A good portion of the country could feel the pinch of higher gas prices and potential jet fuel shortages as Colonial Pipeline races to bring itself fully back online. That is a very big attack.
Fewer people were directly hurt when the DC Police Department was targeted and hackers threatened to release information on confidential informants.
The range of targets is extensive.
“Everybody is vulnerable,” said Lee. “We are going to experience attacks. The real question is how we’re going to be more responsive and more resilient in the face of those attacks so that the consequence doesn’t impact our daily lives.”
There’s a lot we don’t know.
The exact nature of the Colonial Pipeline attack, whether there were demands or it was discovered, is not clear from the company’s statements.
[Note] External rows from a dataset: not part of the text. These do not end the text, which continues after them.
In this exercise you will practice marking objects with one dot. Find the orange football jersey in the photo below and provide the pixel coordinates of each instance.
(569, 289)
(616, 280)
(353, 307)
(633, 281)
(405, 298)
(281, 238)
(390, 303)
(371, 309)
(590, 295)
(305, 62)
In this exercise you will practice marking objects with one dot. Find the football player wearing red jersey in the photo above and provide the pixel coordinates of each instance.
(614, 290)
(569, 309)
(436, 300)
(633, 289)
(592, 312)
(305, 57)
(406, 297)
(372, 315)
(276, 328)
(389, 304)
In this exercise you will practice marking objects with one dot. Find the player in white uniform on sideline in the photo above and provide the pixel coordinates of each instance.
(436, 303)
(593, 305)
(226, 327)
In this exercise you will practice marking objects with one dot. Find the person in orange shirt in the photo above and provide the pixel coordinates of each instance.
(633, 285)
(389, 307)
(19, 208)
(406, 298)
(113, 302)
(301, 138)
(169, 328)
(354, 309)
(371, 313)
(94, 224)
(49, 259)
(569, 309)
PCMag reported in April on how communications from ransomware extortionists can read and how they exert pressure on companies to pay ransom rather than have sensitive data released to customers.
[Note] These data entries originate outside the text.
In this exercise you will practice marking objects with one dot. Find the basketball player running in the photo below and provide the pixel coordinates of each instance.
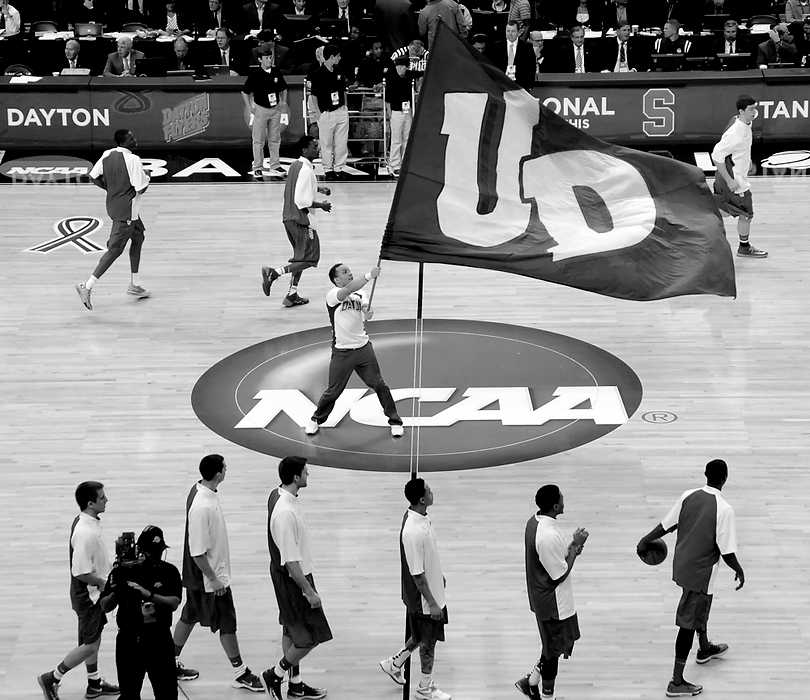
(706, 531)
(549, 561)
(732, 191)
(300, 189)
(120, 173)
(351, 348)
(300, 612)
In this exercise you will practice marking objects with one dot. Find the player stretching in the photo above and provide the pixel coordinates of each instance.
(120, 173)
(732, 191)
(299, 197)
(351, 348)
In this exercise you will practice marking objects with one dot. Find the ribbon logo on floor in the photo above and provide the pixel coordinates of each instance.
(490, 394)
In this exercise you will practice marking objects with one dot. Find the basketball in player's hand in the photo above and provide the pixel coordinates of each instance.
(654, 553)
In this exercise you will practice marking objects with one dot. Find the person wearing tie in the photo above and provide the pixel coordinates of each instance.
(122, 63)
For every attack you hear about, there are others you don’t.
More than two dozen government agencies in the US have been hit this year alone, according to experts. Homeland Security Secretary Alejandro Mayorkas raised the alarm about these attacks just last week, in a speech before the US Chamber of Commerce before Colonial Pipeline was hit, calling them an “existential threat” to businesses.
More than $350 million in victim funds – ransom, essentially – was paid as a result of ransomware in the past year, and the rate of ransomware attacks increased over the prior year by more than 300%, he said.
This will influence the debate over Biden’s plan to update US infrastructure.
Look for a coming debate over whether Biden’s $2 trillion plan to update the country’s infrastructure does enough to protect it from cyberattacks. Politico wrote in April about concerns that there was not enough attention in the plan to securing the new infrastructure. On the other hand, the existing infrastructure is clearly susceptible to attack.
Government hacks vs. ransomware attacks.
Before this Colonial Pipeline ransomware attack, the main recent US breach this year had come not from ransomware pirates seeking a payday, but from Russian hackers potentially seeking intelligence, who got in by hacking software from a Texas company, SolarWinds. They infiltrated at least nine US government agencies, including the Department of Homeland Security, and scores of private companies.
Separately, a Chinese-linked hack of Microsoft Exchange servers across the globe likely compromised data that could lead to more attacks.
There’s may be little functional difference between ransomware pirates and foreign governments hacking US systems.
Here’s an excellent quote from Chris Krebs, who until last November was director of the Cybersecurity and Infrastructure Security Agency at DHS. He told CNN that the distinction between a Russian state actor and a crime network operating inside Russia is “increasingly irrelevant.”
“Ransomware crews have been operating out of Russia for years, with great effect on our schools, on our state and local government agencies, on our health care facilities,” he said. “They have effectively the tacit approval of the Russian government, and it has to end.”
A lot of the infrastructure we rely on is privately owned.
I am struck in CNN’s reports at the bright line between Colonial Pipeline, the private company carrying fuel through the pipeline, and the US, whose infrastructure depends on it.
The tidbit in Liptak’s story that caught my eye is that Colonial Pipeline has not asked the government for help.
“This weekend’s events put the spotlight on the fact that our nation’s critical infrastructure is largely owned and operated by private sector companies,” said Elizabeth Sherwood-Randall, the White House homeland security adviser. “When those companies are attacked, they serve as the first line of defense and we depend on the effectiveness of their defenses.”
Anne Neuberger, the top official responsible for cybersecurity on the National Security Council, said Colonial Pipeline had not asked for “cyber-support” from the federal government but that federal officials were ready and “standing by” to provide assistance if asked.
Neuberger would also not say if Colonial Pipeline had paid ransom, but noted that companies are in a “difficult situation.”